Necessarily swift and adumbrative as well as inclusive, focused, and graceful.

A light-speed tour of (mostly) Western poetry, from the 4,000-year-old Gilgamesh to the work of Australian poet Les Murray, who died in 2019.

In the latest entry in the publisher’s Little Histories series, Carey, an emeritus professor at Oxford whose books include What Good Are the Arts? and The Unexpected Professor: An Oxford Life in Books, offers a quick definition of poetry—“relates to language as music relates to noise. It is language made special”—before diving in to poetry’s vast history. In most chapters, the author deals with only a few writers, but as the narrative progresses, he finds himself forced to deal with far more than a handful. In his chapter on 20th-century political poets, for example, he talks about 14 writers in seven pages. Carey displays a determination to inform us about who the best poets were—and what their best poems were. The word “greatest” appears continually; Chaucer was “the greatest medieval English poet,” and Langston Hughes was “the greatest male poet” of the Harlem Renaissance.

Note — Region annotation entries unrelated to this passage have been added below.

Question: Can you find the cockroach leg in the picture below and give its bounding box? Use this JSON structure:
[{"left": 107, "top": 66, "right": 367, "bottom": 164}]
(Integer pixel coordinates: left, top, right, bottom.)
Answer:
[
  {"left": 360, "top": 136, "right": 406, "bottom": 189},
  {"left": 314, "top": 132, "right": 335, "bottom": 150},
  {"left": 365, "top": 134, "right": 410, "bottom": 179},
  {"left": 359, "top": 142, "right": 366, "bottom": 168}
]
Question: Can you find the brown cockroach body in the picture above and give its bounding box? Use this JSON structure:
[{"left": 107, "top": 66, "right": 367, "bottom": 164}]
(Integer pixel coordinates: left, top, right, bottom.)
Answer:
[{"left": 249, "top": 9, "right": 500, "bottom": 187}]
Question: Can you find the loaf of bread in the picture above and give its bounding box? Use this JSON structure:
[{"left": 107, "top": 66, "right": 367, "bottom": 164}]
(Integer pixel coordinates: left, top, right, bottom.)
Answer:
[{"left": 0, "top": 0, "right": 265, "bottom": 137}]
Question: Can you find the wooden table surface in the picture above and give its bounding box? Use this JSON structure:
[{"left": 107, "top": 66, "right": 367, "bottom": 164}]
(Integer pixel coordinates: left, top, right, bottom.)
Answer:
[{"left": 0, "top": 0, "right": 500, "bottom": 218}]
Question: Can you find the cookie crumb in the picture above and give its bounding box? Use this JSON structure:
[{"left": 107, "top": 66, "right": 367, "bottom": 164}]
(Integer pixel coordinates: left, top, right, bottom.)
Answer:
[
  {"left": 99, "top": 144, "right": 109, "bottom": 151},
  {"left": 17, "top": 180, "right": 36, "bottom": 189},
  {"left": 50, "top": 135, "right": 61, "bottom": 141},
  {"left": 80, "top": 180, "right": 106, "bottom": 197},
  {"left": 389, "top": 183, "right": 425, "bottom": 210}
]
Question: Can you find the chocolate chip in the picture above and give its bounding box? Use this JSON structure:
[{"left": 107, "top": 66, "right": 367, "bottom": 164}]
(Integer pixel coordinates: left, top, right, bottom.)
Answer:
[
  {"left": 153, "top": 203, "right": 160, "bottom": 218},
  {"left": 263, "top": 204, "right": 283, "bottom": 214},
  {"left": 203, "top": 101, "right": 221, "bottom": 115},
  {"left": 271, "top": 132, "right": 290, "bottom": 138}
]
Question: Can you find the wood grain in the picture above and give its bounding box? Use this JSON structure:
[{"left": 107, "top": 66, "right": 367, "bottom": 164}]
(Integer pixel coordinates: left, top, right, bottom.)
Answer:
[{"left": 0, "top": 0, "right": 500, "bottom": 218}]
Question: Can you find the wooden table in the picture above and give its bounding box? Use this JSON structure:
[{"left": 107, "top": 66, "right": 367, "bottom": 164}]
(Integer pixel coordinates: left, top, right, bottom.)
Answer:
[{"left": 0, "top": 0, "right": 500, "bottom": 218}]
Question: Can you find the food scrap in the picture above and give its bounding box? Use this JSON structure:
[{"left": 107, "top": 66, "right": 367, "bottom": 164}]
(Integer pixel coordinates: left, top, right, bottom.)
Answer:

For readers who need a refresher—or suggestions for the nightstand—Carey provides the best-known names and the most celebrated poems, including Paradise Lost (about which the author has written extensively), “Kubla Khan,” “Ozymandias,” “The Charge of the Light Brigade,” Wordsworth and Coleridge’s Lyrical Ballads, which “changed the course of English poetry.” Carey explains some poetic technique (Hopkins’ “sprung rhythm”) and pauses occasionally to provide autobiographical tidbits—e.g., John Masefield, who wrote the famous “Sea Fever,” “hated the sea.” We learn, as well, about the sexuality of some poets (Auden was bisexual), and, especially later on, Carey discusses the demons that drove some of them, Robert Lowell and Sylvia Plath among them. Refreshingly, he includes many women in the volume—all the way back to Sappho—and has especially kind words for Marianne Moore and Elizabeth Bishop, who share a chapter.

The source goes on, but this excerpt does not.